Recently, deep learning techniques have been applied to the face hallucination field and achieved significant progress. Yu and Porikli [10] present a discriminative generative network to hallucinate aligned LR face images. Their follow-up works [7, 31] interweave multiple spatial transformer networks [21] with the deconvolutional layers to handle unaligned LR faces. Xu et al. [32] employ the framework of generative adversarial networks [33, 34] to recover blurry LR face images by a multi-class discriminative loss. Dahl et al. [13] leverage the framework of PixelCNN [35] to super-resolve very low-resolution faces. Since the above deep convolutional networks only consider local information in super-resolution without taking the holistic face structure into account, they may distort face structure when super-resolving non-frontal LR faces. Zhu et al. [6] present a cascade bi-network, dubbed CBN, to localize LR facial components first and then upsample the facial components, but CBN may produce ghosting faces when localization errors occur. Concurrent to our work, the algorithms [14, 15] also employ facial structure in face hallucination. In contrast to their works, we propose a multi-task network which can be trained in an end-to-end manner. In particular, our network not only estimates the facial heatmaps but also employs them for achieving high-quality super-resolved results.

3 Our Proposed Method

Our network mainly consists of two parts: a multi-task upsampling network and a discriminative network. Our multi-task upsampling network (MTUN) is composed of two branches: an upsampling branch and a facial component heatmap estimation branch (HEB). Figure 2 illustrates the overall architecture of our proposed network. The entire network is trained in an end-to-end fashion.

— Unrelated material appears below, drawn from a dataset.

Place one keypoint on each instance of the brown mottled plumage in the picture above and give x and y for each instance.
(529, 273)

3.1 Facial Component Heatmap Estimation

When the resolution of input images is too small, facial components will be even smaller. Thus, it is very difficult for state-of-the-art facial landmark detectors to localize facial landmarks in very low-resolution images accurately. However, we propose to predict facial component heatmaps from super-resolved feature maps rather than localizing landmarks in LR input images, because the upsampled feature maps contain more details and their resolutions are large enough for estimating facial component heatmaps. Moreover, since 2D faces may exhibit a wide range of poses, such as in-plane rotations, out-of-plane rotations and scale changes, we may need a large number of images for training HEB. For example, Bulat and Tzimiropoulos [4] require over 200K training images to train a landmark detector, and there is still a gap between the accuracy of [4] and human labeling. To mitigate this problem, our intuition is that when the faces are roughly aligned, the same facial components lie in the corresponding positions closely. Thus, we employ a spatial transformer network (STN) to align the upsampled features before estimating heatmaps. In this way, we not only ease the heatmap estimation but also significantly reduce the number of training images used for learning HEB.

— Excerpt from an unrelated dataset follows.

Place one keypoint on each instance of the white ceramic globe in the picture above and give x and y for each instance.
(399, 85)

We use heatmaps instead of landmarks based on three reasons: (i) localizing each facial landmark individually is difficult in LR faces even for humans and erroneous landmarks would lead to distortions in the final results. On the contrary, it is much easier to localize each facial components as a whole. (ii) Even state-of-the-art landmark detectors may fail to output accurate positions in high-resolution images, such as in large pose cases. However, it is not difficult to estimate a region represented by a heatmap in those cases. (iii) Furthermore, our goal is to provide clues of the spatial positions and visibility of each component rather than the exact shape of each component. Using heatmaps as a probability map is more suitable for our purpose.

In this paper, we use four heatmaps to represent four components of a face, i.e., eyes, nose, mouth and chain, respectively. We exploit 68 point facial landmarks to generate the ground-truth heatmaps. Specifically, each landmark is represented by a Gaussian kernel and the center of the kernel is the location of the landmark. By adjusting the standard variance of Gaussian kernels in accordance with the resolutions of feature maps or images, we can generate a heatmap for each component. The generated ground-truth heatmaps are shown in Fig. 3(c). Note that, when self-occlusions appear, some components are not visible and they will not appear in the heatmaps. In this way, heatmaps not only provides the locations of components but also their visibility in the original LR input images.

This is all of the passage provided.